My parents had no money whatsoever to send me to school, it was all they could do to pay a hundred bucks or so for my insurance and pocket money. They bought both of my cars (which were, to put it nicely, very economical.) I now make more an hour than my father (though I work fewer hours.)
In other words, it is possible to survive college with little or no money. Just remember these important words - State schools are good. Even if I had taken out loans for all the tuition I never paid, I’d still be able to make the loan payment.
I had a small inheritance that was piddled out to me over 4 years that covered tuition and books, but little else. My parents were recovering from a bankruptcy, so they helped not at all. I had to work for my food and my rent.
I lived cheaply and was lucky enough to get good jobs (I had good job skills from my job in a computer store during high school). I tended to work about 20 hours a week while I was going to school, and full time in the summers. Still, I remember lots of late nights studying because I had no time during the day. I also remember being on a VERY tight budget - things like buying a bagel for lunch instead of bringing it from home was a luxury.
I went to UCSD with full scholarships & grants.
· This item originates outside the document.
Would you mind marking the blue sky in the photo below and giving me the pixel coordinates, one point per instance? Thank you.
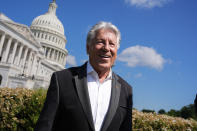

But for food $$, I worked at the Salk Institute with the lab rats (about 50 at a time) for $4.25 per hour. I would check the rats & if any were suspect, we would grind them up, put that mixture in testing tubes, run them through the machine & I got to clean all the tubes.
I did it and I warn you, it wasn’t much fun. Took me about 6 years to get a four year degree. I took loans, grants and an amazing amount of part time jobs. I have worked about every job imaginable. I worked in the student book store, as a phone solicitor, a bartender, cocktail waitress, fast food, at a time share, at a gator farm, at a drive thru beverage market, a surf shop, I cleaned a bank after hours, I cleaned houses after the construction crews were done…those are just the few that come to mind…basically ever semester I had to change jobs to fit my new schedule and if I found that I couldn’t carry the job load and study (I got exhausted a lot) I would have to make other arrangements. I didn;‘t have a lot of problems with tuition and books, I qualified for Pell and and got loans but my biggest oroblem seemed to be groceries. I did not eat well in college. By the time I paid rent for my off base apt and I did have my share of party money…(skewed priorities in those years) then I didn’;t have much food money left over. I ate a lot of Ramen noodles.
Both. When I was an undergrad I’d roughneck on oil wells during the summers and took one year off to work on a wireline logging truck. When in school I had an after hour job as well in a restaurant.
In grad school though, 9 years after undergrad, I’d saved enough to make most ends meet, plus had a teaching stipend and took out a couple of loans. The work load there was too intense for afterhours employment.